После второго стакана уронил голову на стол и заплакал.
Полицаи притихли. Кто-то из них прошептал:
— Пускай уснет…
Павел медленно поднял голову.
— Не до сна мне… Вот что… Отправляйтесь двое и посмотрите, на замке ли курень Анки. Кажется, на замке… А ключ, наверно, у этой старой хрычовки… У Акимовны. Не найдется ключ, сбейте замок. Пригоните баб, и пускай они уборку произведут в комнатах… Кровать надо поставить… постель добыть, ежели ее нет в Анкином курене… Вы знаете, как это надо сделать… Да! И чтоб корыто было, горячая и холодная вода…
— Все будет в порядке, атаман.
— Наколите дров, затопите печь… Возьмите из нашей кладовой хлеб, сахар, муку, окорок… Словом, провианту всякого… харчей, значит, побольше, и отнесите все это туда… Дайте-ка еще коньяку…
Полицай откупорил вторую бутылку, наполнил стакан. Павел отпил один глоток, облизал губы.
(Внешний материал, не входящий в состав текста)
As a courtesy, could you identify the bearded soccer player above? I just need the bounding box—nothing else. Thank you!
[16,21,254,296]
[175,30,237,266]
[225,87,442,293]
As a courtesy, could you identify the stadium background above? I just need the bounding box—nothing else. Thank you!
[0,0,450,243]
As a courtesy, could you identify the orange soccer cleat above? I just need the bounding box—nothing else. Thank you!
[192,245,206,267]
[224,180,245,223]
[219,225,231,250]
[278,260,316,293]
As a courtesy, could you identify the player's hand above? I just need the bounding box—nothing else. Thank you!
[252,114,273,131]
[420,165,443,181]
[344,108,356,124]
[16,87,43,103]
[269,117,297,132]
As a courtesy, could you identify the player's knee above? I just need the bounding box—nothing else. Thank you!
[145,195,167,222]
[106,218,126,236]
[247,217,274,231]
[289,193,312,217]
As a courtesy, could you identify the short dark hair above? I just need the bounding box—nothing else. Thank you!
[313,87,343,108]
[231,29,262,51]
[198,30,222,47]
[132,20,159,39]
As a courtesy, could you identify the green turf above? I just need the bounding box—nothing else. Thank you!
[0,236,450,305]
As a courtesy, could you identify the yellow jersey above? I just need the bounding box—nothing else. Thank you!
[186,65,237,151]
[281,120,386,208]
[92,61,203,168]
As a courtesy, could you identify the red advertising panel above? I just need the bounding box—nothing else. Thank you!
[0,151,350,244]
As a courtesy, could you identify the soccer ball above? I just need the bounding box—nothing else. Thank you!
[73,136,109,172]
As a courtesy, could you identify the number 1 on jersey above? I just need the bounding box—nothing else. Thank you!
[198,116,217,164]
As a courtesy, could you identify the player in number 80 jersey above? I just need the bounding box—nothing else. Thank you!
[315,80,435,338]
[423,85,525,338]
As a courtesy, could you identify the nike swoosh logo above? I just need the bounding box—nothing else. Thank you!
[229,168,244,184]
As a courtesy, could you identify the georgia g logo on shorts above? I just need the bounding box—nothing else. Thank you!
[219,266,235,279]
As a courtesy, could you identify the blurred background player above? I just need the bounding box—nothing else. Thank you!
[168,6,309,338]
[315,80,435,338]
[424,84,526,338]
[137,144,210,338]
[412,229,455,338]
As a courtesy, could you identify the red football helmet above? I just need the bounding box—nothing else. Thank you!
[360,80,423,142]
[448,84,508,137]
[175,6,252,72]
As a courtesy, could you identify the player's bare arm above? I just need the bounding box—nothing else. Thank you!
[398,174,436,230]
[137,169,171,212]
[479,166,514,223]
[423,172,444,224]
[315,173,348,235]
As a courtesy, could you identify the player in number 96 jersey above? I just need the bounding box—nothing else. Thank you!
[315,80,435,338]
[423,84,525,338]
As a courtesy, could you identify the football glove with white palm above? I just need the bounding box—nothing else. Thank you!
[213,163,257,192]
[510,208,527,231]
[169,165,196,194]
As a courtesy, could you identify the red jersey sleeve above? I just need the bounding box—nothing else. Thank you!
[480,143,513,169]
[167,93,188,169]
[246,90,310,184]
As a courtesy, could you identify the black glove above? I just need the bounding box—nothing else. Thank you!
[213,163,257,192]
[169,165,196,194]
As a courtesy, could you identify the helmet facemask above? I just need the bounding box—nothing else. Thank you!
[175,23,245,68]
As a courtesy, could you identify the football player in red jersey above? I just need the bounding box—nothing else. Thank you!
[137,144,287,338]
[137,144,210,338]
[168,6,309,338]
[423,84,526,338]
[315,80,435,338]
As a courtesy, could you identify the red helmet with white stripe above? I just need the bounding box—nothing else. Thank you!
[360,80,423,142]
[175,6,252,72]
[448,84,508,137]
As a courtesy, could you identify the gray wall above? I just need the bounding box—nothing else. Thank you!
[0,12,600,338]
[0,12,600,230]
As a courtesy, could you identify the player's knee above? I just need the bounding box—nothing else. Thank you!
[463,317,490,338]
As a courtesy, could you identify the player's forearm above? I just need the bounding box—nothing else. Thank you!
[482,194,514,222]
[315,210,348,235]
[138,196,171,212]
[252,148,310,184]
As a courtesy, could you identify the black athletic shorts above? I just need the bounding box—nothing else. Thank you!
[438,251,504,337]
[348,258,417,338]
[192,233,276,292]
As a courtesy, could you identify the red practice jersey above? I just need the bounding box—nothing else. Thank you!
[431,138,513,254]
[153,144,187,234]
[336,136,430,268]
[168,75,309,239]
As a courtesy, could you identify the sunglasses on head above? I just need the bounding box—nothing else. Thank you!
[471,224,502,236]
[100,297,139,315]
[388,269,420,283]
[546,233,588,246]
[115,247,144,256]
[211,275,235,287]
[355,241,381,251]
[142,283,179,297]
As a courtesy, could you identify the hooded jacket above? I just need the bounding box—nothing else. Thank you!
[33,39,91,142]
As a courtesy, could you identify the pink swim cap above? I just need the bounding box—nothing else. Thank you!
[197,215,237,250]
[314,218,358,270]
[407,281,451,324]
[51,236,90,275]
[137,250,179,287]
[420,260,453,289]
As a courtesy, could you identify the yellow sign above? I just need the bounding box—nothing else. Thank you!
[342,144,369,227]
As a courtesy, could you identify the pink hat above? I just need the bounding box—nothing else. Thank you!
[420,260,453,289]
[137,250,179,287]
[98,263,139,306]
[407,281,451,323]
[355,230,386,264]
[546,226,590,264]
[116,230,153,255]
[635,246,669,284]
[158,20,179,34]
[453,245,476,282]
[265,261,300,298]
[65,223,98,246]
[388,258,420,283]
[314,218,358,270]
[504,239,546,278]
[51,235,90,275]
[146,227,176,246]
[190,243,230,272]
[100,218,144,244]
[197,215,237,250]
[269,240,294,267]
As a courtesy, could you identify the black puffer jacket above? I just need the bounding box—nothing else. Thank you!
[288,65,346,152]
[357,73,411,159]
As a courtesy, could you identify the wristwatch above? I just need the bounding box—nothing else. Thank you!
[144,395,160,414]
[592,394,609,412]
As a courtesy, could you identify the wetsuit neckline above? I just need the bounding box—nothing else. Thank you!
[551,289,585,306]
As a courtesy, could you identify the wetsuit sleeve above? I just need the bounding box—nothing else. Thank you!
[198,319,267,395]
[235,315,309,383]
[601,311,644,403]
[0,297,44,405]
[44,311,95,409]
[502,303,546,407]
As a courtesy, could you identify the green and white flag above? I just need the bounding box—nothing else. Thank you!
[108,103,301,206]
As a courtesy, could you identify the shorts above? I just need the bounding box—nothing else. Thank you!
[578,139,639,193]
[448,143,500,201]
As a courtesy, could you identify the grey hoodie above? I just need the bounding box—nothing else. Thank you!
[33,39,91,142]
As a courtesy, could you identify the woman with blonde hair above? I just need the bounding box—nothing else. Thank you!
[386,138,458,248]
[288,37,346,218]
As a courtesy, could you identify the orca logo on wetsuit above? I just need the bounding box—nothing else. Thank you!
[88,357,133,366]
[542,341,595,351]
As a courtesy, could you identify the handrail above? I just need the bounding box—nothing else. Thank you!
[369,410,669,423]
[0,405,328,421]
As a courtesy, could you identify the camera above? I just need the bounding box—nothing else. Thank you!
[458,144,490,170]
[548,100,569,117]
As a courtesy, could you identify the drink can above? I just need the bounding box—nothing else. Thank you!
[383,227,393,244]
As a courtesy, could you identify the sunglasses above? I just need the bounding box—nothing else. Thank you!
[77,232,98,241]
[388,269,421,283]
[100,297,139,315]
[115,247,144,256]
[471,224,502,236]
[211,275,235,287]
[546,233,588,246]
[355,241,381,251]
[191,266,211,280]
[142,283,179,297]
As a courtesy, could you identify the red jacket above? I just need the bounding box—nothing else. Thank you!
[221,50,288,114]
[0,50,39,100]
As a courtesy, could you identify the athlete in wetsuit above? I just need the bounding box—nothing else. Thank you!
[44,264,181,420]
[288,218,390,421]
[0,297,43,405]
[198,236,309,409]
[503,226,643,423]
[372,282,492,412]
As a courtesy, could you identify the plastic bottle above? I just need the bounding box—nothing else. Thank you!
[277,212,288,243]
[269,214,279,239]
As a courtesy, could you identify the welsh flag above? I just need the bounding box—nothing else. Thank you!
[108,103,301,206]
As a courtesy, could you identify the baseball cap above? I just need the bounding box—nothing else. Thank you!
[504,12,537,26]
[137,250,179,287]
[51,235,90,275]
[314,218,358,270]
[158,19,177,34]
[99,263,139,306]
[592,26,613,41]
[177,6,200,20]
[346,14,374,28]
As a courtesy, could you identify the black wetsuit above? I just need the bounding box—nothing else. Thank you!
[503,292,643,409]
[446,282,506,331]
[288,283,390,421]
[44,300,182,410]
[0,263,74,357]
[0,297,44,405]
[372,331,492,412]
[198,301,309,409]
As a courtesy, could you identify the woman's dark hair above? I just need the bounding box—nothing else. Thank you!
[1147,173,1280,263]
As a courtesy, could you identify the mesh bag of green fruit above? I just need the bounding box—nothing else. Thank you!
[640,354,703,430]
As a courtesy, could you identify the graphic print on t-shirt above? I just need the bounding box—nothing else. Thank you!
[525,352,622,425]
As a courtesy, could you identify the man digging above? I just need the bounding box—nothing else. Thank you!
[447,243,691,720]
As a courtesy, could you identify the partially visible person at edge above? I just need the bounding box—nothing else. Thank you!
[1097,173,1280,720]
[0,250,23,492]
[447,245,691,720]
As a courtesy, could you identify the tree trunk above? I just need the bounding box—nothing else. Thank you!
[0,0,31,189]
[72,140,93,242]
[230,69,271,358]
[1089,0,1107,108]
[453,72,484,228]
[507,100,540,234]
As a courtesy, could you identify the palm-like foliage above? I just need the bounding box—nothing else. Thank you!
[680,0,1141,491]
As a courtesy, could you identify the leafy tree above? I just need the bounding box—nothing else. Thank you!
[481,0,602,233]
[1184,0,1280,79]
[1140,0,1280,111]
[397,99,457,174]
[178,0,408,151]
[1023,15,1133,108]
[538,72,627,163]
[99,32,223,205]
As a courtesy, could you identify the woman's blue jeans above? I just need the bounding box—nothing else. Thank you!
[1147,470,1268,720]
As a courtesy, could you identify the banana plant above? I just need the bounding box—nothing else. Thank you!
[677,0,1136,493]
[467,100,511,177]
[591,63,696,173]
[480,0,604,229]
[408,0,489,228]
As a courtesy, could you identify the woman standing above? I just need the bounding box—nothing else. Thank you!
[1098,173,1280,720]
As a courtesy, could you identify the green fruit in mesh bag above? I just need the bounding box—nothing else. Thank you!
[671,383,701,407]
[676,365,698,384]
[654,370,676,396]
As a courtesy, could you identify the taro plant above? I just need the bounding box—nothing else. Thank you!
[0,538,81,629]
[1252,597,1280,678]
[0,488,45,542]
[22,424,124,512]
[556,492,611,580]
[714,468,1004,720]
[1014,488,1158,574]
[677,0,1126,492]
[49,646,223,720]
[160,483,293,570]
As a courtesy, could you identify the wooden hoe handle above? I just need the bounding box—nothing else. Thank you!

— Когда все будет готово, приведете туда Валю. Ежели Акимовна станет противиться, возьмите девчонку силой.
— Хорошо, атаман.
— Один из вас останется там, в курене, а другой — ко мне с докладом. Идите.
Оставшийся с Павлом полицай, дымя папиросой, покачал головой:
— Не понимаю я такой любви, атаман.
— Дай срок, поймешь, — желчно засмеялся Павел. Он отхлебнул коньяку и продолжал: — Я в детстве знаешь, что делал?.. Сажал на ладонь маленьких, в желтом пушку, цыплят, сжимал пальцы в кулак и выдавливал из них пузыри, как из рыбешек. Так поступлю я и с Анкой.
— Тогда какого черта ты с ней нянчишься, сам от любви сохнешь?
— Дурень, любовь была да сплыла. Осталась одна злоба. Она, как огнем жжет… Я из-за нее, из-за проклятой, родного батьку в ссылку упек… Ну, думаю, теперь буду владеть красавицей. А она как поступила? До колхоза не допустила меня, из своей хибарки выгнала, когда я хотел осчастливить ее, к себе как жену взять. Это как, по-твоему, можно стерпеть?